Kurz vor Trabzon übernachten wir noch einmal und besichtigen am naechsten Morgen das ehemalige Marienkloster von Sumela, das, aehnlich den Klöstern von Meteora in Griechenland, malerisch hoch oben am Felsen haengt.




















Dann sind wir am Schwarzen Meer. Die Küstenstrasse in östlicher Richtung hat ausser einigen stockdunklen und nicht enden wollenden Strassentunneln nicht viel zu bieten. Dafür aber auch keine Touristenburgen.




























Laesst man den Blick allerdings die Haenge hinaufschweifen, findet der Betrachter hübsche Haeuser und das üppige Grün der allgegenwaertigen Teepflanzen.















Das Wetter ist trüb und regnerisch, dennoch beschliessen wir ins Kackar-Gebirge hinauf zu fahren. İm Bergdorf Ayder finden wir eine gemütliche Pension und lernen Sagee und Avivit aus İsrael und Karsten aus Erfurt kennen.

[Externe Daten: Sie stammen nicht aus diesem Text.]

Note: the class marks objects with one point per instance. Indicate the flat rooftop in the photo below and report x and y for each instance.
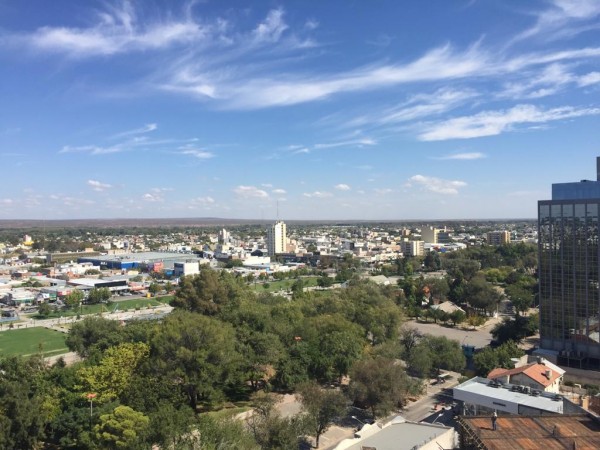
(528, 432)
(400, 435)
(482, 388)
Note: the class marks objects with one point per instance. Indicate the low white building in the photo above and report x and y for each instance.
(483, 396)
(400, 434)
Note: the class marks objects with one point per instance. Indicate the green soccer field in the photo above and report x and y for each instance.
(30, 341)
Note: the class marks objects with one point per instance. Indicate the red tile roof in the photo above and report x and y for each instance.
(535, 371)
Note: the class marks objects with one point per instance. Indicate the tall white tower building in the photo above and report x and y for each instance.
(276, 238)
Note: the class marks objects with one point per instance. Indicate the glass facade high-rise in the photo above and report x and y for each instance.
(568, 236)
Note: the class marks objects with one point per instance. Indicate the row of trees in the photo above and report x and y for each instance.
(154, 381)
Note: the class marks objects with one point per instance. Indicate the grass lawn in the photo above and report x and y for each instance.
(285, 285)
(123, 305)
(29, 341)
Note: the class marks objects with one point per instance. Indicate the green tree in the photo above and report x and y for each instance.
(434, 353)
(209, 292)
(380, 385)
(457, 317)
(111, 377)
(270, 430)
(325, 282)
(74, 298)
(199, 352)
(44, 309)
(124, 428)
(491, 358)
(220, 434)
(98, 295)
(154, 288)
(482, 295)
(94, 334)
(516, 329)
(320, 407)
(520, 296)
(26, 402)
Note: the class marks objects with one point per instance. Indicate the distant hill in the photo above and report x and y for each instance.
(217, 221)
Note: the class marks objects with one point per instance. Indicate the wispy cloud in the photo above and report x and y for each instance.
(491, 123)
(250, 192)
(464, 156)
(342, 187)
(116, 30)
(136, 139)
(563, 18)
(317, 194)
(352, 143)
(142, 130)
(98, 186)
(416, 107)
(196, 152)
(589, 79)
(272, 28)
(437, 185)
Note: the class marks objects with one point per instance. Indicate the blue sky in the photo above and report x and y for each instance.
(333, 110)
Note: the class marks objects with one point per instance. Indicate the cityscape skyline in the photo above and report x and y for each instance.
(450, 110)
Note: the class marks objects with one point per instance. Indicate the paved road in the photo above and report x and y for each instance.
(479, 338)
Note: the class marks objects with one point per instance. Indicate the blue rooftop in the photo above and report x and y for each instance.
(583, 190)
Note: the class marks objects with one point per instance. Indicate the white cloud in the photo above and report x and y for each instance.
(353, 143)
(562, 18)
(98, 186)
(272, 28)
(464, 156)
(142, 130)
(437, 185)
(148, 197)
(418, 106)
(589, 79)
(250, 192)
(116, 30)
(197, 153)
(491, 123)
(318, 194)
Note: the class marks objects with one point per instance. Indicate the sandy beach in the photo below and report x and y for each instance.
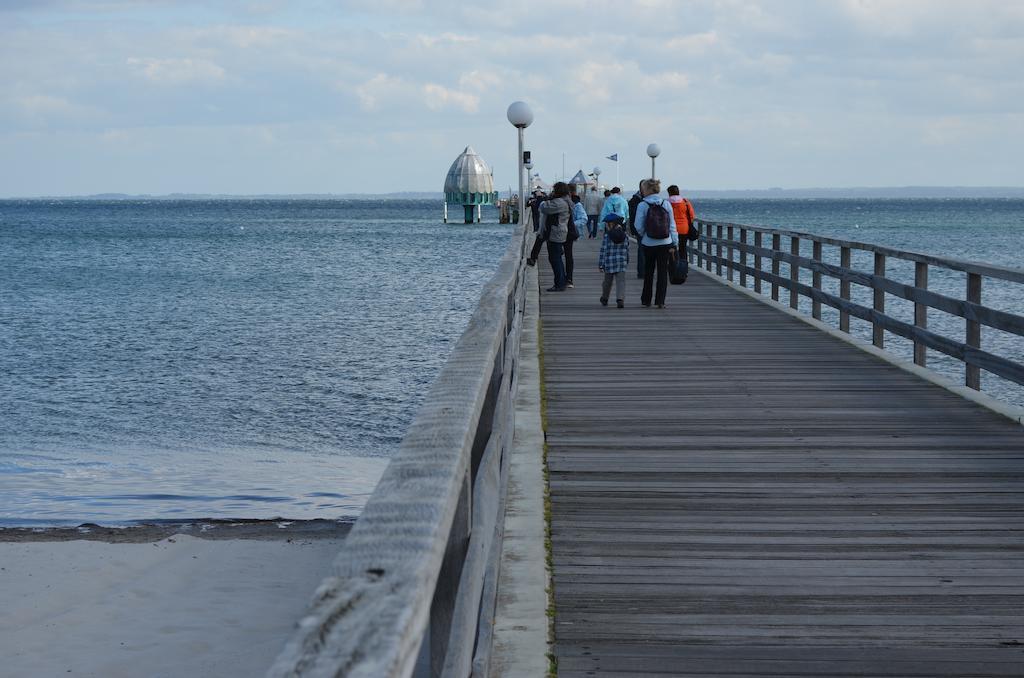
(201, 599)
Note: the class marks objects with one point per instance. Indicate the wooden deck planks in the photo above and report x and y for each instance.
(737, 494)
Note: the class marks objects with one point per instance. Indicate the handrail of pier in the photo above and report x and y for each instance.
(727, 246)
(413, 590)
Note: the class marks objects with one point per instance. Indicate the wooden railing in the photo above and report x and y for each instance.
(414, 589)
(741, 251)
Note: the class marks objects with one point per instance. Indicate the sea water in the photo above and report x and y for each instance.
(180, 359)
(176, 359)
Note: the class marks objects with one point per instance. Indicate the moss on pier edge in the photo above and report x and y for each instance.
(548, 553)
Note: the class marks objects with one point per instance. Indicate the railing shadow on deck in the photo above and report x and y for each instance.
(724, 249)
(414, 590)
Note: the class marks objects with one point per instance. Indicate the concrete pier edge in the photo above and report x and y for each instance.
(521, 642)
(1012, 412)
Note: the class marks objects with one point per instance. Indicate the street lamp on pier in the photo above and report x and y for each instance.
(520, 116)
(653, 151)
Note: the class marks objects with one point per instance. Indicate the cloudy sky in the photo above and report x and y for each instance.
(267, 96)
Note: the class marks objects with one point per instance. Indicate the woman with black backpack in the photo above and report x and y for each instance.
(656, 227)
(556, 213)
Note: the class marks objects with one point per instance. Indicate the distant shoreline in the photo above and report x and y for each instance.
(897, 193)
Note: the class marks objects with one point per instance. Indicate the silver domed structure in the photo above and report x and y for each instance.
(469, 183)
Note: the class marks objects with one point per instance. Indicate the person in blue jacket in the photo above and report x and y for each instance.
(655, 242)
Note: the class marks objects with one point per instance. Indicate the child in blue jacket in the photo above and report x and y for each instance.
(613, 259)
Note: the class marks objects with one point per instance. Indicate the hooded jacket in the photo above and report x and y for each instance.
(562, 208)
(655, 202)
(683, 211)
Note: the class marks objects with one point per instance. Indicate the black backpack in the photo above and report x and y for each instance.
(656, 223)
(633, 205)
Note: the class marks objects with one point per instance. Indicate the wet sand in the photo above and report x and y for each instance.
(206, 598)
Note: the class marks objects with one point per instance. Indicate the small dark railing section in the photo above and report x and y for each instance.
(740, 251)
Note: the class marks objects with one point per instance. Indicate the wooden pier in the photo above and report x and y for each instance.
(734, 493)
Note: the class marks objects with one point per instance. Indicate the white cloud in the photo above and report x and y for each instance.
(380, 88)
(177, 71)
(694, 44)
(438, 97)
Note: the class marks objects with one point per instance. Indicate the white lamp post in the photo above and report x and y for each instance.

Bei strahlendem Sonnenschein unternehmen wir zwei wunderbare Bergtouren zu einem Gebirgsee und erliegen dem Charme der Schweizer Alpen mitten in der Türkei: maechtige Gipfel, sattgrüne Hochweiden auf denen gerade der weisse Krokus blüht, Rododendron waechst, grasende Kühe, Steinalmen und Holzhaeuser aus laengst vergangenen Tagen und zahnlose Alte mit wettergegerbten Gesichtern.





































Die Strasse war so was von schlecht, dass man sich dieses Verkehrszeichen getrost haette sparen koennen.















Der unglaublichste Fussballplatz den wir je gesehen haben. Auf 2500 Meter! Wenn die Türkei mal eine WM oder EM bekommen sollte, das Stadion von Avusor Spor waere unser Favorit für das Endspiel.















Auch hier hat es wieder findige Burschen die uns ihren Cay andrehen wollen.




















Wahnsinn! Überall Enzian. Man schafft es kaum nicht darauf zu treten. İn den Alpen unvorstellbar. Es sind einfach noch weniger / kaum Bergsteiger hier unterwegs.




















Die Bewohner der höher gelegenen Bergdörfer werden per Minibus versorgt. Hier werden nicht nur Personen, sondern auch Lebensmittel, Post, Geld oder die reparierte Uhr eines Bergbauern transportiert. Die Fahrt über eine abenteuerliche Schotterstrasse hinauf ins 11 km entfernte Avusor ist ein echtes Erlebnis! Das ist eben auch Türkei!












































Elmar besteigt noch zwei Gipfelchen (3125 & 2451 m) und geniesst die herrliche Aussicht auf den Kackar Dagi (3932 m) auf der einen Seite und das Schwarze Meer auf der anderen. Das alles zwischen dramatischen Wolken.


















































Nach der Bergtour entspannen wir uns im Hammam.


















Die Wirtin bekocht uns abends mit Spezialitaeten der Region. Viel Kohl aus dem eigenen Garten.

















Da uns das Geld ausgeht und es eine Spülmaschiene gibt, muss Annette unsere Zeche durch Stricken abgelten.
















A picture especially for Betül!


















Durch die Aufstauung des Coruh werden viele Ortschaften und das bezaubernde Coruh Tal verschwinden. Wir haben es auf alle Faelle noch gesehen und bestaunt. Die Bauarbeiten sind in vollem Gange.